The global pandemic has vastly accelerated an existing trend for financial services—the drive toward digital transformation to meet customer expectations. Today’s financial services firms need to be digital-first and always on, providing a smooth, personalized, and innovative customer experience. Artificial intelligence and machine learning are the tools that can make this change happen.
Digital transformation has been gathering pace in every industry, but no one expected the jolt that occurred during the global pandemic. With stay-at-home orders proliferating in countries across the world, virtual healthcare, digital financial services, and more (and better) e-commerce services suddenly had to come online—fast.
Although this acceleration in digitization happened during a crisis, customers won’t be satisfied with a return to the status quo. Just as they now expect to be able to talk to their health provider and order medications online and in person, they also expect seamless omnichannel experiences from financial services firms. Customers want rich, personalized experiences that tap into their preferences, habits, demographics, and financial history. They’re also looking for a digital-first approach that allows them to open new accounts, browse and understand products, and get recommendations and access to new apps—online or on their smartphones.
Even before the pandemic, traditional financial firms had seen gaps in their customer experience. These gaps were revealed by disruptive startups, which were able to move nimbly and offer new, data-driven services. Innovative apps were helping people save toward their goals—for example, by automatically “rounding up” on purchases and putting the extra pennies into savings accounts. Other apps could help budgeting by putting purchases into categories, showing customers how much they were spending each month on groceries, holidays, or clothes.
This type of deeper customer understanding can’t be accomplished with legacy systems and processes. It requires harnessing the power of customer data with artificial intelligence (AI) and machine learning algorithms.
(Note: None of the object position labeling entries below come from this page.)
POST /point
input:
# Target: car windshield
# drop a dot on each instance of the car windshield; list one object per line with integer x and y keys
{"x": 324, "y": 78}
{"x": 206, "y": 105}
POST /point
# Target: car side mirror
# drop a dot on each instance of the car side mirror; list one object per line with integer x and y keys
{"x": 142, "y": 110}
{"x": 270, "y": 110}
AI isn’t a new concept for financial firms. Many banks enthusiastically embraced AI in the form of chatbots, to help with direct customer service. But AI can enable so much more functionality across financial services, and so far, the industry has been playing catch-up.
According to a Capgemini report, more than half of financial services firms had more than 40% of their customer interactions AI-enabled in late 2020. But 3 years before, it was just one in every 100. Even with this rapid acceleration, many firms are still falling short. In the same study, one in two banking and insurance customers felt that the value they derived out of their AI-based interactions was nonexistent or less than what they expected.
To really harness the power of AI, financial services firms need to look beyond the chatbot to the ways that algorithms can enable smoother transactions. For example, AI can help with “know your customer” checks when clients are first onboarded. This process is usually laborious—often still requiring the customer to show up at some point with their ID in hand. But machine learning can be used to verify identity, with the customer’s permission, by recognizing a virtual copy of the ID and then matching it to a picture or video of the customer.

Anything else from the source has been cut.